14-WORD STORY PROMPT
14 Tiny Valentine’s Day Stories to Distract You From Your Crippling Loneliness
You absolute loser

Listen, I won’t jerk you around with some long intro paragraph.
You’re smart, you get it. You’re forever alone, of course. AND unlovable. But smart.
Good for you.
14 Valentine’s Day Stories — 14 Words Each
- She held the bouquet of roses. Now I have to find a fucking vase?
- My arrow got you! Now you’re in love. I’m BLEEDING, Cupid! You flying shitbag!
- This heart-shaped box is not anatomically correct. I should know. I have a Ph.D.
- You killed the mood. Was it completely necessary to say “Victoria’s Secret uses sweatshops”?
- His partner gasped as John got down on one knee… and adjusted his Crocs.
- The Olive Garden date went badly. There IS a limit to the “unlimited breadsticks.”
- “To my beloved dumpster fire”? Where did you get this card? Hallmark MADE this??

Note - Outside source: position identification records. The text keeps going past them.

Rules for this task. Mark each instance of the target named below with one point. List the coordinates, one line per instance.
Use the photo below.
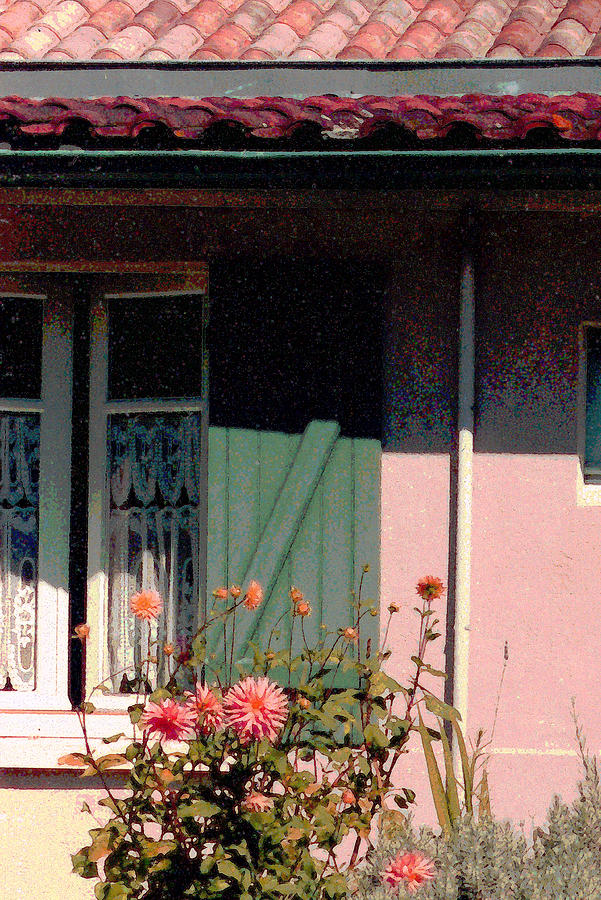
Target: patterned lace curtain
(154, 533)
(19, 476)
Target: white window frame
(97, 665)
(52, 609)
(37, 727)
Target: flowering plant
(242, 786)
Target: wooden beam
(528, 201)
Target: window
(139, 461)
(147, 517)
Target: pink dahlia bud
(207, 709)
(169, 720)
(146, 605)
(256, 802)
(255, 708)
(410, 869)
(253, 596)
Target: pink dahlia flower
(169, 720)
(410, 869)
(207, 708)
(256, 802)
(146, 605)
(254, 595)
(255, 708)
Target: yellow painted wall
(41, 824)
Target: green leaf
(436, 786)
(113, 738)
(199, 808)
(450, 780)
(441, 709)
(155, 848)
(468, 781)
(135, 712)
(229, 869)
(375, 735)
(484, 805)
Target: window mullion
(55, 488)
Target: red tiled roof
(576, 117)
(309, 30)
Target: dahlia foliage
(244, 776)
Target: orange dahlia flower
(169, 720)
(82, 631)
(253, 596)
(146, 605)
(255, 708)
(430, 588)
(410, 869)
(256, 802)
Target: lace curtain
(153, 532)
(19, 476)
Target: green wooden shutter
(300, 510)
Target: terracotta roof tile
(298, 29)
(112, 17)
(82, 44)
(493, 14)
(127, 44)
(229, 42)
(444, 14)
(424, 37)
(157, 16)
(587, 12)
(278, 38)
(179, 42)
(469, 41)
(18, 18)
(570, 35)
(207, 16)
(302, 16)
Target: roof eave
(348, 78)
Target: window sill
(36, 739)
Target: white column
(465, 428)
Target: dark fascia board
(241, 79)
(475, 170)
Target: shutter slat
(217, 549)
(291, 505)
(303, 510)
(244, 515)
(367, 529)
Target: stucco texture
(535, 550)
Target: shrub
(491, 860)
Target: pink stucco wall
(535, 552)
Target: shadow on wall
(537, 281)
(291, 340)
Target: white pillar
(465, 428)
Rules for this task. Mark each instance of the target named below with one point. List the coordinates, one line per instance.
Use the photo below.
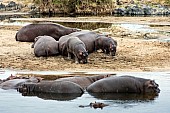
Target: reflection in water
(124, 96)
(53, 96)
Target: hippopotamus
(107, 44)
(29, 32)
(15, 83)
(45, 46)
(87, 37)
(124, 84)
(95, 105)
(124, 96)
(51, 87)
(84, 81)
(77, 48)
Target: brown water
(13, 102)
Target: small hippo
(84, 81)
(51, 87)
(124, 84)
(77, 48)
(107, 44)
(95, 105)
(29, 32)
(45, 46)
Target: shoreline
(134, 53)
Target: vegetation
(84, 6)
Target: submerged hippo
(29, 32)
(77, 48)
(15, 83)
(45, 46)
(84, 81)
(51, 87)
(95, 105)
(107, 44)
(124, 84)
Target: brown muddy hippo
(45, 46)
(51, 87)
(84, 81)
(29, 32)
(15, 83)
(76, 48)
(124, 84)
(87, 37)
(107, 44)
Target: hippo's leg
(76, 60)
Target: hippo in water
(15, 83)
(45, 46)
(95, 105)
(84, 81)
(124, 84)
(107, 44)
(29, 32)
(51, 87)
(77, 48)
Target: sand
(134, 53)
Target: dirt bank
(133, 53)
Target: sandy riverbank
(133, 52)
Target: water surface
(12, 101)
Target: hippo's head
(151, 87)
(82, 56)
(35, 40)
(112, 47)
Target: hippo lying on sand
(84, 81)
(29, 32)
(77, 48)
(124, 84)
(51, 87)
(45, 46)
(107, 44)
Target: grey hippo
(57, 87)
(107, 44)
(124, 84)
(95, 105)
(45, 46)
(77, 49)
(29, 32)
(84, 81)
(89, 39)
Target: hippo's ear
(80, 53)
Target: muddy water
(13, 102)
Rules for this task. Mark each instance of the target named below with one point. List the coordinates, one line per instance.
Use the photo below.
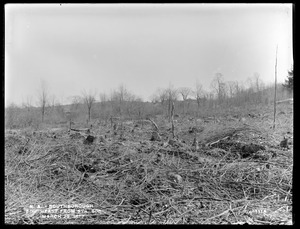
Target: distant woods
(91, 107)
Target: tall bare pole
(275, 88)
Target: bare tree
(185, 92)
(198, 93)
(172, 94)
(28, 103)
(43, 98)
(218, 86)
(88, 100)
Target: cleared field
(231, 169)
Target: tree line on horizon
(121, 102)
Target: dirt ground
(228, 169)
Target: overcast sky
(97, 47)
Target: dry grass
(133, 181)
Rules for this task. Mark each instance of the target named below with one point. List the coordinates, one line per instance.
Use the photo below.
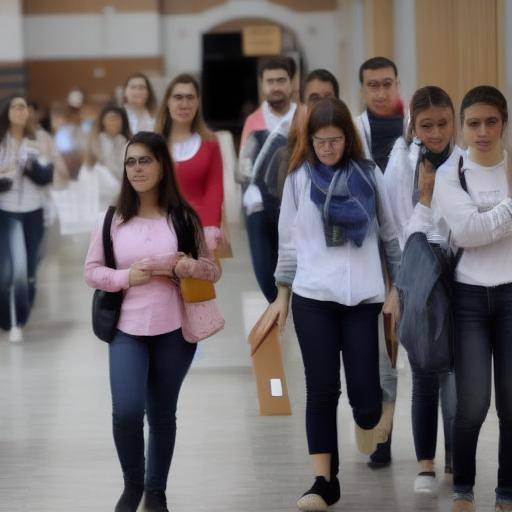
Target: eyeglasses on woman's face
(327, 142)
(142, 161)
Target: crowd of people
(334, 205)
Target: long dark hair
(423, 99)
(121, 112)
(488, 95)
(163, 123)
(327, 112)
(4, 118)
(185, 220)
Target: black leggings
(21, 235)
(324, 329)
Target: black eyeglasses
(143, 161)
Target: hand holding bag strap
(108, 248)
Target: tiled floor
(56, 450)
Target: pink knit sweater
(152, 308)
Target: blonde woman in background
(140, 103)
(26, 170)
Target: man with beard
(264, 134)
(381, 123)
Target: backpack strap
(108, 248)
(462, 176)
(464, 185)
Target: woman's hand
(279, 307)
(183, 267)
(392, 306)
(139, 275)
(426, 181)
(509, 174)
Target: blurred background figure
(140, 103)
(26, 169)
(195, 150)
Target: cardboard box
(267, 363)
(391, 339)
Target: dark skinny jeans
(21, 235)
(324, 330)
(428, 389)
(483, 326)
(146, 373)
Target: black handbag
(38, 173)
(106, 306)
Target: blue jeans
(264, 244)
(426, 390)
(21, 235)
(324, 330)
(146, 373)
(483, 327)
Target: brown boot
(503, 507)
(463, 506)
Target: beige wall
(35, 7)
(458, 44)
(97, 77)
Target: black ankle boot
(130, 499)
(155, 501)
(381, 457)
(322, 495)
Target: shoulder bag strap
(464, 185)
(108, 248)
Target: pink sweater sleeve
(214, 193)
(97, 275)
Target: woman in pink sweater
(195, 150)
(157, 239)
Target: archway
(229, 78)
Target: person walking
(480, 223)
(26, 169)
(273, 118)
(379, 125)
(157, 240)
(409, 178)
(333, 213)
(139, 102)
(105, 152)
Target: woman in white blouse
(334, 211)
(26, 169)
(409, 177)
(480, 223)
(140, 103)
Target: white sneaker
(426, 483)
(15, 335)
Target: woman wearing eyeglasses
(480, 222)
(139, 103)
(333, 213)
(156, 235)
(195, 151)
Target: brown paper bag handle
(261, 329)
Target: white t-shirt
(480, 221)
(186, 149)
(345, 274)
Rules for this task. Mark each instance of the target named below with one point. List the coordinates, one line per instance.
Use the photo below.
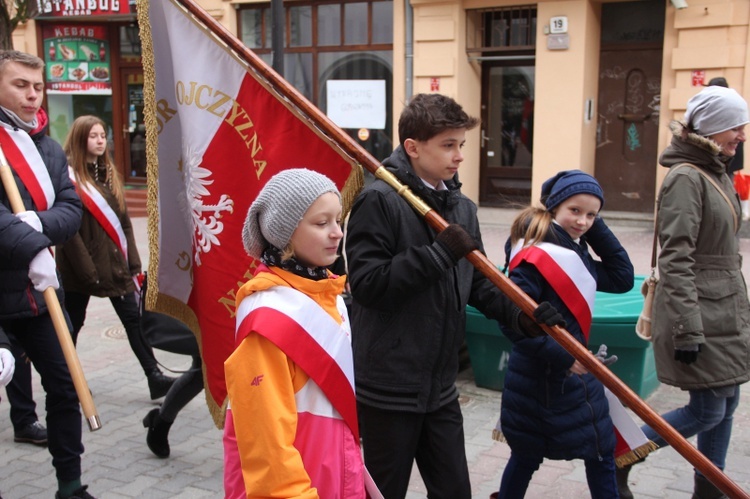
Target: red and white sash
(102, 212)
(577, 288)
(28, 164)
(305, 332)
(564, 270)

- The gas station was out of roses. Here’s some beef jerky and a Gatorade.
- Dear Mom, my first Valentine. No woman compares to you. Sincerely, every wife-beater ever.
- I love you to the moon, but not back. That’s just too goddamn far.
- Thank you for the candy hearts. I especially like “Be Mine” and “Hail Satan.”
- Take this necklace back to the store, you fool! These aren’t real blood diamonds.
- “I love you beary much?” That’s it. I’m setting this teddy bear on fire.
- Fun Fact: Saint Valentine was brutally beaten and then beheaded. Happy Valentine’s Day, loves!

This prompt was for 10-word stories but I did 14 because I do what I want!
Thank you for tagging me in the prompt, KrystalVaseFilledWithBlackRoses!
Here is Krystal’s:
“Well, this is awkward. Two Valentine bouquets clutter my desk.”
And here is Shereen Bingham’s original prompt:
“Their exes all receive heart shaped boxes of sour grapes.”
Finally, thanks Mark Suroviec, M.Ed. for the Crocs inspiration:
“Here are twenty-four ways to transform your Crocs from fashion faux pas to the Swiss Army Knife of footwear.”